C’est une caisse qui bascule qui tangue sur la cuisse du musicien, on ne voit qu’elle, c’est le corps ivre du bandonéon qui se répand par vagues successives, tel un animal sonore marque son territoire dans la petite salle voûtée du Théâtre de l’ESSAION.
Que peut donc charrier cet instrument apprivoisé depuis si longtemps par les joueurs de tango ? Entre les mains de Jacques TRUPIN, nous comprenons que l’instrument n’est pas prisonnier de ses premiers accords, qu’il est un objet d’inspiration toujours renouvelée.
Jacques TRUPIN et le bandonéon ne font plus qu’un. Impossible de dissocier la main du musicien de son clavier ni d’oublier les mouvements d’éventail végétal du soufflet qui s’ouvre et se rétrécit à volonté.

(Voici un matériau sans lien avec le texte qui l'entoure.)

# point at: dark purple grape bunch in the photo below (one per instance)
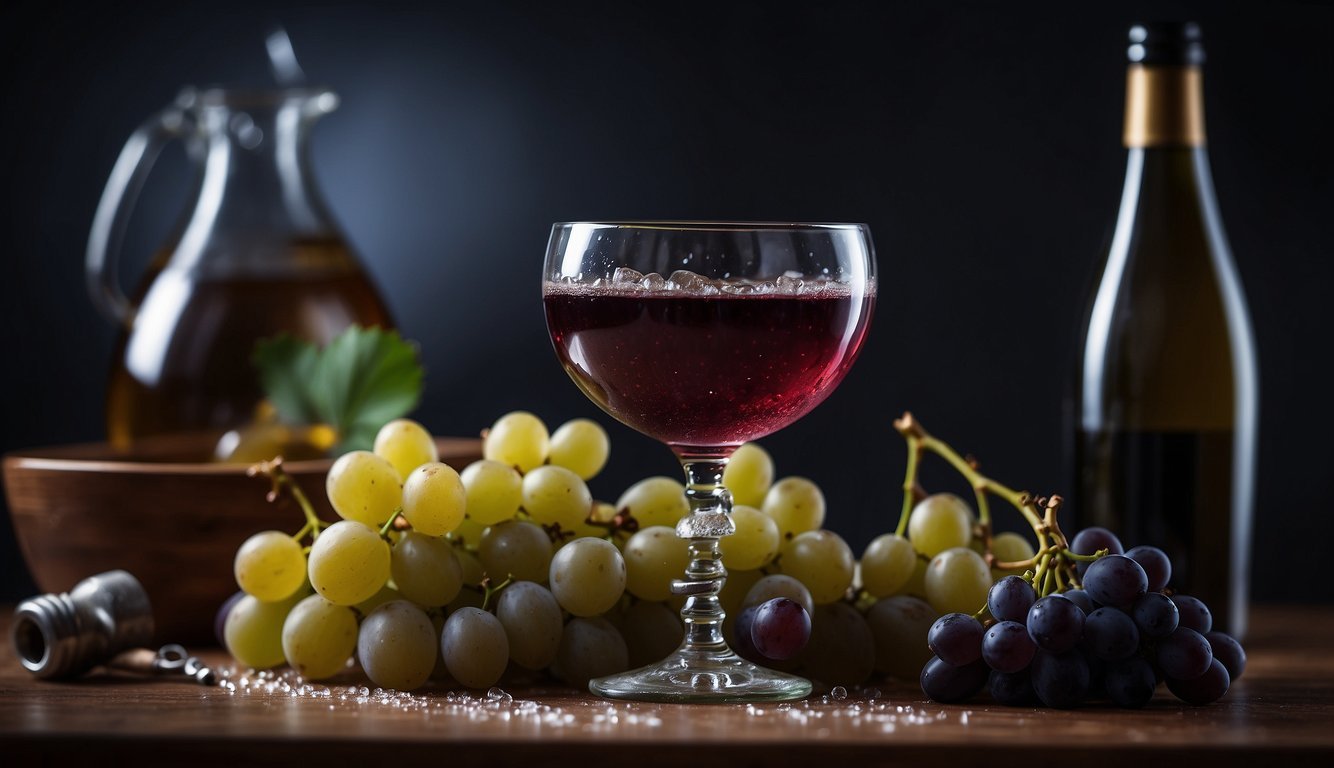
(773, 631)
(1115, 639)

Si le bandonéon fait penser à un animal, c’est évidemment à un animal sauvage, un félin, une panthère noire, qui sait ? C’est une relation amoureuse qui lie l’homme à cet instrument. Jacques TRUPIN explore sa gorge profonde tel un spectateur impressionné par une cascade géante la descendrait par l’œil jusqu’à ses dernières vomissures.
Chaude et puissante, la musique que crée Jacques TRUPIN est particulièrement pénétrante et sensuelle. Il est accompagné par le pianiste Vincent VIALA. Tous deux récréent une sorte de clairière magique à l’intérieur d’une immense forêt chargée de mystère.
Car elle reste mystérieuse cette musique, elle soupire, ce qu’elle dit semble venir de très loin. Elle forme le rappel d’échos successifs, d’une écume qui refuserait de rentrer au berceau. Il est possible d’imaginer le chant d’Orphée qui entend sonder le cœur d’Eurydice et y revient sans cesse.
Le contraste entre l’imposant piano et le bandonéon est émouvant. Si le piano a quelque chose de luxueux, de sédentaire, le bandonéon lui fait écho au voyageur, au saltimbanque qui s’assoit sur le trottoir car il sait qu’il suffit d’un refrain de cet instrument pour attrouper autour de lui comme des moineaux quelques âmes musiciennes.
Tous les amoureux du tango seront sensibles au duo que forment Jacques TRUPIN et Vincent VIALA dans ce concert captivant.
C’est en esprit que l’homme et son instrument se donnent, ravivant ses flammes musicales inouïes au chapitre de la nature, au chapitre du cœur qui bat lui aussi et cela s’entend.
Un moment musical particulièrement intense que ce concert intitulé « Parfum d’écume » en référence à la vague d’HOKUSAI mais tout aussi bien à l’écume de nos jours et de nos nuits qui se font la belle de la façon la plus magnifique, la plus ensorcelante, sur des airs de tango.